Four ball diamonds make Kulenkamp a destination to some degree, but Schossow agrees the park’s development should be a priority.

“Wow, the sky’s the limit,” she said. “Because we have the space and there’s not a whole lot of other recreation options north of the lake, we want to really grow that park.”

Options for the large park include replacing the playground, upgrading the ball diamonds, adding facilities for other sports and providing a large pavilion. Trails blazed by residents through the Kulenkamp woods could be made permanent and groomed for cross-country skiing. 

The master plan calls for long-range planning regarding Southview Park because it has few amenities for being one of the few parks in southeast Forest Lake.

The master plan suggests consideration of selling Preserve Park, which is an undeveloped lot at 20809 Grenada Ave. Several parks are nearby.

Another empty lot, North Shore Circle Park at 7621 North Shore Circle, could be developed with a small playground, shelter and lake overlook.

From a trails perspective, crossings over Highway 61 at Highway 97 and 11th Avenue are high priorities, as is the addition of links to the Hardwood Creek Trail. A pedestrian overpass at the intersection of the two highways is contemplated in a state project planned for 2016. The bridge would connect to the county trail.

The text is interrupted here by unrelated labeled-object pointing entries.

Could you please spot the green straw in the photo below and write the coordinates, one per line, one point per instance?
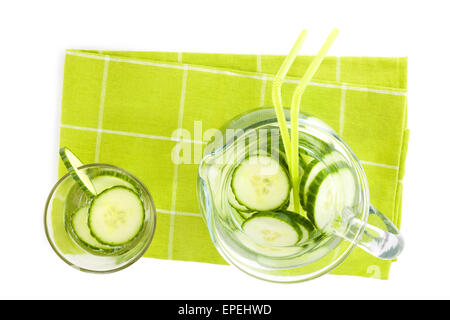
(295, 109)
(276, 92)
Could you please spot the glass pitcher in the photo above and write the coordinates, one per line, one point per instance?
(257, 132)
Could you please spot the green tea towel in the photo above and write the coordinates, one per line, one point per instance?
(122, 108)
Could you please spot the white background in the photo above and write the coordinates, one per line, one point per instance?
(34, 36)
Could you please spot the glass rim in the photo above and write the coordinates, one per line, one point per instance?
(152, 218)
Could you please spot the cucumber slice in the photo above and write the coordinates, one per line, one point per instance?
(235, 204)
(312, 170)
(79, 222)
(103, 182)
(116, 216)
(329, 194)
(261, 183)
(72, 164)
(276, 229)
(306, 227)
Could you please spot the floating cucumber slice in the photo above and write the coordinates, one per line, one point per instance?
(116, 216)
(313, 169)
(329, 194)
(276, 229)
(235, 204)
(72, 164)
(261, 183)
(79, 221)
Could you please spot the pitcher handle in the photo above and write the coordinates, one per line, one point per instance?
(386, 243)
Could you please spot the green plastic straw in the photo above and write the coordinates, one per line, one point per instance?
(295, 109)
(276, 92)
(277, 102)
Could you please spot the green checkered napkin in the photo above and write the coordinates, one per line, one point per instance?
(122, 108)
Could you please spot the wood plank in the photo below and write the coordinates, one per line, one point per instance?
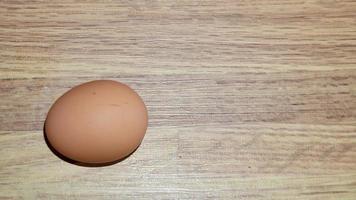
(247, 99)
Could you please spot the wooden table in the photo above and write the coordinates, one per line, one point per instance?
(247, 99)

Schossow hopes to eventually see a trail around the Forest Lake chain and a regional trail connecting Forest Lake to Big Marine Park Reserve.

Maintenance is another part of the equation, and it has been lacking. Schossow said cities on average spend about 20 percent of their park budgets on upkeep, while Forest Lake spends 4 percent. She said the regular budget needs to incorporate more small maintenance work.

Recommendations from the master plan could be implemented yet this year. Park dedication fees stemming from new development is one source, while the City Council will soon begin planning next year’s budget. 

However, Schossow said most of the responsibility for securing funds will fall on her shoulders, be it through grants, partnerships or fund drives. Grant-writing was a key part of the job description for her position, which the city expanded from a part-time position when the former park director resigned in March.

Busy start
That responsibility is fine with Schossow, whose deep background in recreation programming and as a camp director is with nonprofits.

“In a nonprofit world, it’s not as if there’s this bank of money,” she said. “If you want the money, you have to find it. … I’m used to being really creative about how I get projects funded.”

The Minnesota native has lived from coast to coast and has a master’s in recreation management. She ran her own personal training and wellness coaching business while raising three children, but jumped at the chance to return to the park and recreation field when the Forest Lake position opened.

Along with her young, notebook-wielding children, Schossow has already familiarized herself with each park in the city. To prepare for considering the master plan, the Park Board also spent two three-hour trips touring each park.

“They have physically seen every park in the city, and they know what neighborhood it’s in, they know what’s there, they know what could potentially be there, they know what’s proposed in the plan to be there,” she said.

Schossow joined the city at a busy time for her department. She got right to work on Lake Fest, the Arts in the Park series and the master plan. 

“Let’s just say I jumped in with both feet,” she said. “There’s a lot going on, but it’s exciting to see.” 

Meanwhile the Park Board experienced turnover, with the resignation of Chair Anthony Groff and the addition of Mitch Berggren. Karen Morehead has assumed the chair position.